23 juin 2019 :
Chaque fois …vous proclamez la mort du Seigneur, jusqu’à ce qu’il vienne. 1 Co 11,26

 

 

Aurions-nous le goût de la mort pour la rappeler ainsi sans cesse ? Non : nous aimons passionnément la vie et c’est sur elle que nous misons. Le cœur de notre foi est la résurrection de Jésus, ainsi que l’attente de notre propre résurrection quand le temps en sera venu.

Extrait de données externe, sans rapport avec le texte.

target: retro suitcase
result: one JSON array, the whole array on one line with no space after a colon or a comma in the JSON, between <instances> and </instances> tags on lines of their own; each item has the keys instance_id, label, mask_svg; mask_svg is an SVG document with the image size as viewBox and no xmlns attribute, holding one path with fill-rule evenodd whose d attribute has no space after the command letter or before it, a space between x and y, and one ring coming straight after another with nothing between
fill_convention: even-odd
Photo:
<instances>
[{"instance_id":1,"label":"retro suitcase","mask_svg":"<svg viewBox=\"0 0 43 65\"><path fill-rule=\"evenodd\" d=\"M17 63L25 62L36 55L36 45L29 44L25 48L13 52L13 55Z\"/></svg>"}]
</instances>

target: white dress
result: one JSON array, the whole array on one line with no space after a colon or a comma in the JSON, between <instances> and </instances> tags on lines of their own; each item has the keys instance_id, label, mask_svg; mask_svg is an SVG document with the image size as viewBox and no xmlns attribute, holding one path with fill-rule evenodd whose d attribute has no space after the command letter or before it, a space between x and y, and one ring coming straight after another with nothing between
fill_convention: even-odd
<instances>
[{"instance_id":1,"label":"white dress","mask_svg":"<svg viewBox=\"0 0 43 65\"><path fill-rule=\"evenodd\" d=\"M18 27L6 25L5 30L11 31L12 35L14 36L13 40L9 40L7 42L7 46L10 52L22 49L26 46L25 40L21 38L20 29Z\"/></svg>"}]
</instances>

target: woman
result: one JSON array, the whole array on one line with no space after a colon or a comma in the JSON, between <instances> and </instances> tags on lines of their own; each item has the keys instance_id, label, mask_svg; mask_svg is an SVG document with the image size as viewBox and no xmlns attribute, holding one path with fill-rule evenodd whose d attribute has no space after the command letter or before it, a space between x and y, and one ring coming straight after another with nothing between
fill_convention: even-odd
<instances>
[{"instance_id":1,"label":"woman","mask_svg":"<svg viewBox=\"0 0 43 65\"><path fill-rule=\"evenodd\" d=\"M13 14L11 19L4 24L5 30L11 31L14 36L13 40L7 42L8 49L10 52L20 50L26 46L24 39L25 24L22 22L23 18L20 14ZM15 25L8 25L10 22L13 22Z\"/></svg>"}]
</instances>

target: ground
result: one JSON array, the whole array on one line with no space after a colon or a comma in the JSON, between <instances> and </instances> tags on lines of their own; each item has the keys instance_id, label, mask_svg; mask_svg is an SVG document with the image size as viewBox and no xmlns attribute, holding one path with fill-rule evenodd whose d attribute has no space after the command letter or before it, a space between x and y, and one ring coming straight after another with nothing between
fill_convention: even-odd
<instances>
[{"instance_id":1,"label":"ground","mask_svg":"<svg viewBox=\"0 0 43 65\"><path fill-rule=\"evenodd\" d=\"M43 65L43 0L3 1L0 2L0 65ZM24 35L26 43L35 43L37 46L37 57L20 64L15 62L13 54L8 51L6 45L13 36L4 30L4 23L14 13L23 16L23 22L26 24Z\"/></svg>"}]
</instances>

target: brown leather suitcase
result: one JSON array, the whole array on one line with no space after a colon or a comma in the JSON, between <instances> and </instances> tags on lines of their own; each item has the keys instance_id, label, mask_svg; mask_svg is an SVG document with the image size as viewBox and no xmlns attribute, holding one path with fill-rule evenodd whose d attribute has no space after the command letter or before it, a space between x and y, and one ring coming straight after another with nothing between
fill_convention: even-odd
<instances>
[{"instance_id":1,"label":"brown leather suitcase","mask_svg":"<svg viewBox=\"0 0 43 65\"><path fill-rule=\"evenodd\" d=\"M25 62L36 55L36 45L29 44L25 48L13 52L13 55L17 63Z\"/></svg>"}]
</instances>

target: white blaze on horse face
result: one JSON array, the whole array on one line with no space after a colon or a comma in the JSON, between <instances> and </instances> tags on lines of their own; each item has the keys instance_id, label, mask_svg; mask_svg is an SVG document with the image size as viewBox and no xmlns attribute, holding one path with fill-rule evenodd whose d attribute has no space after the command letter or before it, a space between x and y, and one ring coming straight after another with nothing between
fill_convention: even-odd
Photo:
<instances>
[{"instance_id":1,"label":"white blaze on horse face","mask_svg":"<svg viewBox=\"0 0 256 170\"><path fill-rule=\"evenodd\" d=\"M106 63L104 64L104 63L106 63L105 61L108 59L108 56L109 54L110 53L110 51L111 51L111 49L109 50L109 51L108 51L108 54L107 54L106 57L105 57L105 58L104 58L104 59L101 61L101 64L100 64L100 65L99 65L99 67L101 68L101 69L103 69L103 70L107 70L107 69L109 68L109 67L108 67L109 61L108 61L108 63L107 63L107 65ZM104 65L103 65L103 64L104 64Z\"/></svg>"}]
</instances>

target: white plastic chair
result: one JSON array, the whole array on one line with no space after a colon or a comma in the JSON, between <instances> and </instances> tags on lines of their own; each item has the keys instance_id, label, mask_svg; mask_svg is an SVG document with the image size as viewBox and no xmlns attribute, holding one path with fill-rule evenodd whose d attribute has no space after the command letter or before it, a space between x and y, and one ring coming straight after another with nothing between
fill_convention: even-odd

D’ailleurs, chaque fois que nous évoquons le mort du Seigneur, c’est pour le remercier du don qu’il a fait de lui-même pour que nous soyons des vivants, de vrais vivants, aujourd’hui et toujours.

Il s’agit d’un amour que nous ne pouvons pas mesurer et qui est donné, livré à l’humanité et à chaque homme. Lorsque nous faisons le signe de la croix, nous nous enveloppons de ce signe de don et d’amour, nous demandons qu’il oriente toute notre journée. Lors d’un baptême, quel que soit l’âge de celui qui le reçoit, nous commençons par tracer le signe de la croix sur celui qui est baptisé. Cela signifie : « Tu es marqué de cet amour sans limite : puisses-tu en vivre. Nous tous, l’Église, tes parents, ton parrain, ta marraine … nous en serons les témoins pour toi, auprès de toi…. » C’est un cadeau extraordinaire : il faut bien toute la vie pour en percevoir les conséquences. Nos engagements successifs de service et d’amour en marqueront la réalité.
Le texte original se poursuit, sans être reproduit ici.